Aussie $ hits another record high

International currencies

Quantitative easing in the US, or more commonly known to the layman as “printing money” has sent the Aussie dollar soaring to a new record high against the greenback at US$1.0176. The currency was worth half a US dollar just nine years ago.

The Federal Reserve announced yesterday that it will pump a further US$600 billion into the US economy by buying Treasury bonds over the next few months. This move is in addition to some US$2.6 trillion already spent in trying to kickstart the waning US economy since the Global Financial Crisis.

Interest rates in the US are already close to zero percent which is a similar situation to most countries in the developed world.
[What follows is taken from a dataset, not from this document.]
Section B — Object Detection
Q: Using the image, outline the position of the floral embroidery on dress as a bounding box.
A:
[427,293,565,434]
As the Australian economy continues to strengthen on the back of strong trading with its majors partners in China and India, The Reserve Bank of Australia took the conservative move on Tuesday 2 November 2010 to increase its cash rate by a further 25 basis points, its first since May 2010 and its seventh since September 2010, bring the official cash rate to 4.75%. The RBA said key factors affecting this prudent measure included:

  • The global economy grew faster than trend in the year to June 2010
  • Expectations of a slowing Chinese economy have lessened recently
  • Most commodity prices have firmed after earlier falls during the year
  • Demand for labour has continued to firm and envisaged further strengthening based on trends in job vacancies.
  • The terms of trade are at their highest levels since the early 1950s and is reflected by the strong exchange rate

HSBC said emerging markets and commodity exporters such as Australia are opting for “quantitative tightening” to offset the effects of quantitative easing in the US, which is causing a flood of money to flow into faster growing economies.

Meanwhile, India’s central bank has also tightened monetary policy by raising interest rates by 25 basis points to 6.25%. It has imposed draconian housing curbs to reduce “excessive leveraging” and prick the bubble, limiting mortgages to 80% of property values.